HM Wilkins Imperial says the pandemic has revealed flaws in Global Value Chains (GVCs), which were already under transition, exposing a window of opportunity for India to claim dominance over the global manufacturing sector.
A recent White Paper report by the World Economic Forum, has highlighted India as a potential priority manufacturing location for global sourcing markets. Analysts at HM Wilkins Imperial say the Covid-19 pandemic has acted as a catalyst to three megatrends upsetting Global Value Chains, namely, climate change and the necessity for sustainable eco-models, emerging technologies spanning both product and digital networks, and the reconstruction of globalization. Both independently and as an amalgamation, these three trends have been working to reform the creation and distribution of value along supply chains, with the transition finding acceleration as a result of the pandemic.

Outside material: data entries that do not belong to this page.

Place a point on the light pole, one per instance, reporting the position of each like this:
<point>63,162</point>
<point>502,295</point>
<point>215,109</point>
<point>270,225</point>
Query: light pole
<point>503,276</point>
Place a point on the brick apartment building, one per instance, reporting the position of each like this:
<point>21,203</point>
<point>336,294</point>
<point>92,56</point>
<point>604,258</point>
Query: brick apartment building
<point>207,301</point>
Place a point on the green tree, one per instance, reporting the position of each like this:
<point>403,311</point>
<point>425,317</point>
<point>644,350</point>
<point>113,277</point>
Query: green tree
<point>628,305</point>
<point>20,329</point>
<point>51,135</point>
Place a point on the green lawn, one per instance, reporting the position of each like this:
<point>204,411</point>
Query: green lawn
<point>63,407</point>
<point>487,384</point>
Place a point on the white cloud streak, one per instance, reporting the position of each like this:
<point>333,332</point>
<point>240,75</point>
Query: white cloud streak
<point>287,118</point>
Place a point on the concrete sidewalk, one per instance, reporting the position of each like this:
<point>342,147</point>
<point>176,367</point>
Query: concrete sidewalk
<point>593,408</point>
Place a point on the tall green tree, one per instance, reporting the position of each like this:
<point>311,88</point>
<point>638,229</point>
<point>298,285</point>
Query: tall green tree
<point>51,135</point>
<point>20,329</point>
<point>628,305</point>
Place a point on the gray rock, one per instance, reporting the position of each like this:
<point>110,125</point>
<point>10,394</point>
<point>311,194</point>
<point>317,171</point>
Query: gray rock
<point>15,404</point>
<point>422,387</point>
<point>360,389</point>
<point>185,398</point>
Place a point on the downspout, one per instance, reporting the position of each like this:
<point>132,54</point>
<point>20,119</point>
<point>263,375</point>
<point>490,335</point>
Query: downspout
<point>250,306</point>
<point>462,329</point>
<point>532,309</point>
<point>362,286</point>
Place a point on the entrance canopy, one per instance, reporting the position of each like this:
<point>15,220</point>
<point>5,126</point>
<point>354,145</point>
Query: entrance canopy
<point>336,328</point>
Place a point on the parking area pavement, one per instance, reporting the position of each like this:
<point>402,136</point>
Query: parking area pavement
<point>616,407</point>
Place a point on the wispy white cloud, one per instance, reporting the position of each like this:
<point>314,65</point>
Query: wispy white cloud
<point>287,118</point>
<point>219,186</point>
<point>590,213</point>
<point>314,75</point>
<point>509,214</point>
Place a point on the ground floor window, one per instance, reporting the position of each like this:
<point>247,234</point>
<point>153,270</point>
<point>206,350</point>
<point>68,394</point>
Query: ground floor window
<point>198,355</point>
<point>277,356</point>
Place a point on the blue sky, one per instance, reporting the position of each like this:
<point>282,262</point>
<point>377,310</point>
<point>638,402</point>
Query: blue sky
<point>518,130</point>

Experts at HM Wilkins Imperial have pointed to findings in the paper that suggest India is well positioned to benefit from these shifts in GVCs. There are three intrinsic upsides for India. Firstly, India holds substantial potential for domestic demand. Economists at HM Wilkins Imperial have forecast the consumer populous to grow by 300%, from 1.5 trillion people in 2019 to 6 trillion people in 2030 – predominantly attributed to a growth in their middle class. A growth in their middle-income consumer market lends to massive opportunity for their manufacturing sector to appease demand. Secondly, the Government of India has placed significant emphasis on driving manufacturing growth for some time. In the past, this growth was hindered by lack of investment, but recently they’ve hit a turning point, with increased punt by Government programmes (like Make in India and Atmanirbhar Bharat, “self-reliant India”) to attract greater investment. Thirdly, India carries a unique demographic edge on other nations, with analysts at HM Wilkins Imperial projecting the country’s labour force to be the most globally plentiful by 2030. Their population that falls within the employable range is estimated to grow to 1.03 billion by 2030, exceeding forecasts of 987 million for China and 218 million for the US. Furthermore, the labor in India is far more attractive at a much lower wage rate than that of competing manufacturing hubs.
Analysts at HM Wilkins Imperial have all eyes on India, as it holds the potential to monopolise global manufacturing in the years to come.